To the Editor:
As the leaves begin to color and the children go back to school, it becomes that time of year again where we drive down the street, past various drug stores with the signs that read “get your flu shot here.” It becomes a controversial topic every year leading ourselves to ask various questions such as, “How beneficial are these flu shots being given?” or “Are we really helping ourselves or hurting our immune systems by not allowing our bodies to build a tolerance?” Various healthcare fields and nursing schools require a seasonal influenza vaccine in order to prevent patients from becoming more ill and for a worker’s own personal protection, but are we really protecting ourselves and others when medical personnel walks on to that hospital floor or in that doctor’s office?

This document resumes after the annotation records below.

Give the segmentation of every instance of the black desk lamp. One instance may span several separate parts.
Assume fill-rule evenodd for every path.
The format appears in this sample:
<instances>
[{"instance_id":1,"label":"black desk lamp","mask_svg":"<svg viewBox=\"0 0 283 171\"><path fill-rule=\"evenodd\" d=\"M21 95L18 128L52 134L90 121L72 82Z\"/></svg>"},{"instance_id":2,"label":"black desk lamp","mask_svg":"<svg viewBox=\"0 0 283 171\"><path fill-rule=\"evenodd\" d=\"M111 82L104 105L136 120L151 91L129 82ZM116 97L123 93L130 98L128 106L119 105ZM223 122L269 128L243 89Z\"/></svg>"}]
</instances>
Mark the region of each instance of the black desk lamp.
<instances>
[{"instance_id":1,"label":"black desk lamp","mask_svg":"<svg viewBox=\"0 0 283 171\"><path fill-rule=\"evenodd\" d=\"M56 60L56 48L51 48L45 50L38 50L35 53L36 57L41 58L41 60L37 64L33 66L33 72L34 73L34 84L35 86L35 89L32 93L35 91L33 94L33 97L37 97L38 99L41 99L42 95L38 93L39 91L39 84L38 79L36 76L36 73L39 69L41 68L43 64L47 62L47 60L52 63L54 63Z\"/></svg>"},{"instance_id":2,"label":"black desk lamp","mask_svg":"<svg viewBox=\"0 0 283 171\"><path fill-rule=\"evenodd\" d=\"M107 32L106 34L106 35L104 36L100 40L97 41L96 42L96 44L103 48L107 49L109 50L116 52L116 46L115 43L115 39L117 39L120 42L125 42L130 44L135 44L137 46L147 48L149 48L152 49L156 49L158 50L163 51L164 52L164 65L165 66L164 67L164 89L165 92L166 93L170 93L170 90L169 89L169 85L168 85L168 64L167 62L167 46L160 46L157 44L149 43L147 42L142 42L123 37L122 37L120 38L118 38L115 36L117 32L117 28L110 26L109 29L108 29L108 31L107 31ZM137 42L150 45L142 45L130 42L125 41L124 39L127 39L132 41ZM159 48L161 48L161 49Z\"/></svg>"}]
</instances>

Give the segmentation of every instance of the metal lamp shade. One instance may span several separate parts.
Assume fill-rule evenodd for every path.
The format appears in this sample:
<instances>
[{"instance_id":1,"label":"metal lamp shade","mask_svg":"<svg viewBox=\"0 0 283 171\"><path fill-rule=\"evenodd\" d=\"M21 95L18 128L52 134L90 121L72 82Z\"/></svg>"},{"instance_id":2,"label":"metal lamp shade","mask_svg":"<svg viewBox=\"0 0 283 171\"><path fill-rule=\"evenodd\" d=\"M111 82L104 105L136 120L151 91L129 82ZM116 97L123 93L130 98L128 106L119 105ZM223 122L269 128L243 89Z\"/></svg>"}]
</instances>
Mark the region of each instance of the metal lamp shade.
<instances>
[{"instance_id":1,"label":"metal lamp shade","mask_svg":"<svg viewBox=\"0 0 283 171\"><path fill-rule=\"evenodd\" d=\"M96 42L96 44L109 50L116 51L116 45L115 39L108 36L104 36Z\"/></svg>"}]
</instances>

According to the CDC, there are three different types of influenzas out there labeled A, B, and C. The seasonal flu vaccine protects mostly against strains A and B. Scientists every flu season try to predict which strains they feel will be most popular during the autumn and winter months and that is how a vaccine is created. But who is to say that even if we get vaccinated we won’t contract another strain of the flu that was not covered under the original vaccine as the months progress? The virus can take on different forms that scientists call an “antigenic drift.” This happens when genes of the influenza change as the virus replicates overtime. Instead of having our insurance companies billed for a shot that may or may not work due to an ever-changing virus, healthcare workers and community members should be allowed to have the choice to choose whether or not it is right for them.